La sensation de soi est un ressenti puissant, un ressenti d'Amour.

Dans notre vie 'normale', nous n'avons pas ce ressenti ou alors il se manifeste par instant seulement.
Pourtant, ce ressenti peut être développé jusqu'à nous laisser absorber complètement par la réalité d'Être.

La réalité d'Être se manifeste dans le corps, à travers la 'puissance de vie' qui irrigue tout notre corps.
Cette 'puissance de vie' est bien souvent réduite à une 'peau de chagrin' tant nos douleurs du passé se sont agglomérées dans notre chair au point de nous habiller d'une seconde peau que nous confondons avec la réalité de ce que nous sommes.

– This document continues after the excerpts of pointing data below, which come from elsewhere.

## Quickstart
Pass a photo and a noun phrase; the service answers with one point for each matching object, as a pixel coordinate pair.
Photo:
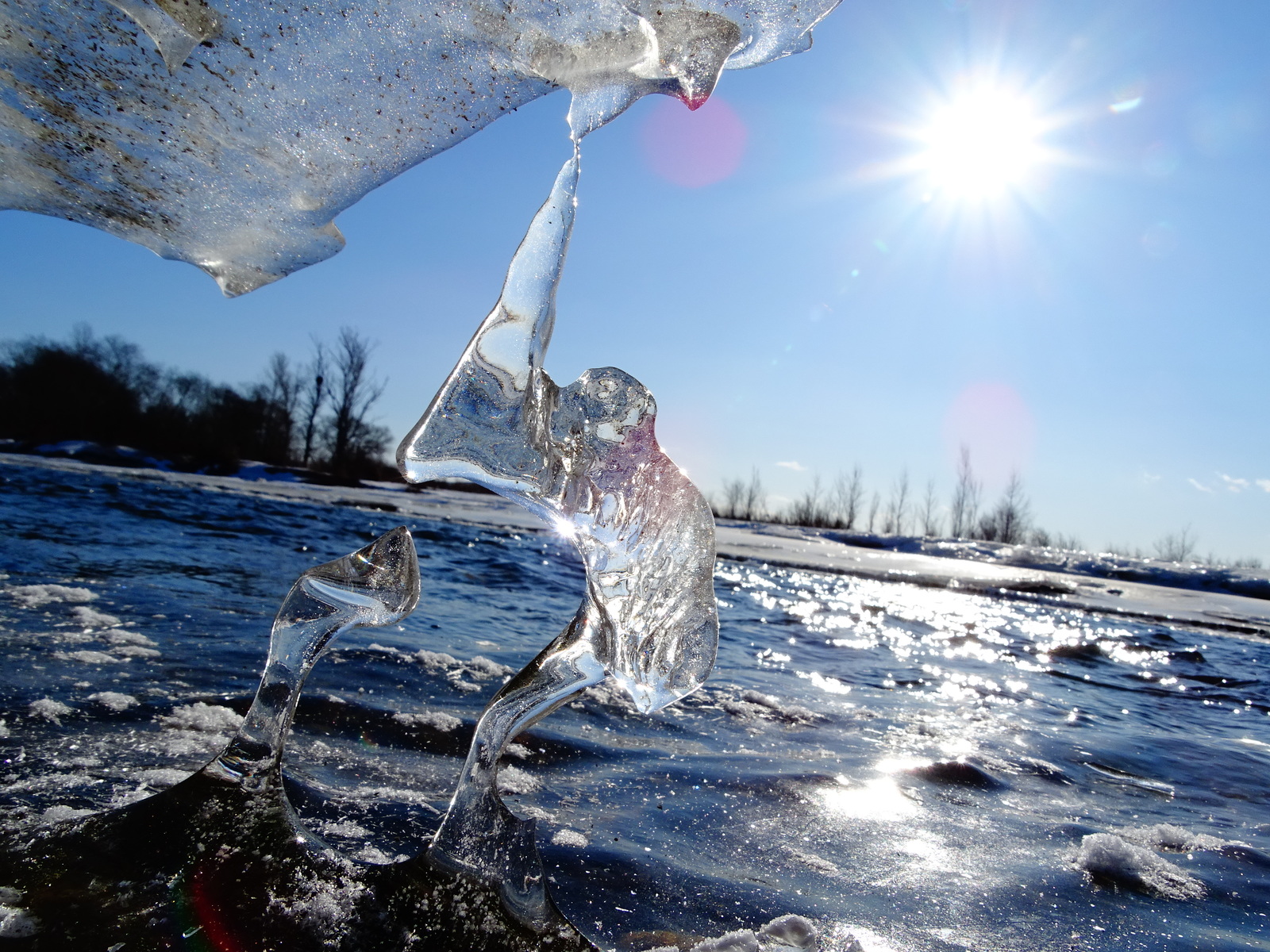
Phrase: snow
(1176, 592)
(271, 175)
(571, 838)
(202, 717)
(92, 619)
(1109, 857)
(38, 596)
(17, 923)
(114, 701)
(48, 710)
(429, 719)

Pour ressentir pleinement notre belle puissance de vie, il est nécessaire de percer puis de dissoudre complètement cette seconde peau, même si nous ne la percevons pas comme telle.
C'est un travail qui passe par le corps et non par le mental.

Des techniques et des pratiques, venant principalement d'Orient, peuvent aider à développer cette puissance de vie mais, bien souvent, ici, en Occident, ces pratiques se révèlent inappropriées tant nos 'noeuds énergétiques' sont serrés et notre fonctionnement commandé par notre tête. Nous sommes focalisés sur notre bien-être, voulant à tout prix contrecarrer le mal-être quand il se présente à nous.

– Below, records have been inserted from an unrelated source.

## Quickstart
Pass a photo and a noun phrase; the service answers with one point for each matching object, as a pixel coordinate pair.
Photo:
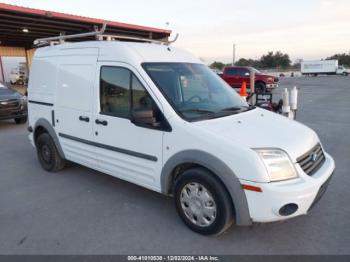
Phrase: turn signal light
(251, 188)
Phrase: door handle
(84, 118)
(101, 122)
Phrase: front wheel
(203, 202)
(48, 155)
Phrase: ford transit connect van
(158, 117)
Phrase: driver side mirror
(145, 117)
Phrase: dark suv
(236, 75)
(13, 105)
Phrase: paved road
(81, 211)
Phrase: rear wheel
(48, 155)
(203, 202)
(21, 120)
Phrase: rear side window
(115, 91)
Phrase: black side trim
(40, 103)
(112, 148)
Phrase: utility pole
(233, 54)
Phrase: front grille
(312, 160)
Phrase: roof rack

Alors, quelle est la voie ? Peut-être d'oublier la voie et de revenir au ressenti, à la sensation corporelle.

Après 10 années d'expérimentations intérieures, guidée par des enseignants de valeur lorsque c'était nécessaire et toujours accompagnée sur mon chemin, j'ai renoué, sans qu'il n'y ait rien de personnel à cela, avec ma puissance de vie. Rien de spécial pourtant. Juste une entrée dans la matière psychique et énergétique de l'Être. Mais cette 'entrée en matière' est une révolution, un mouvement de transformation et de guérison intenses. L'Être qui supplante la personne.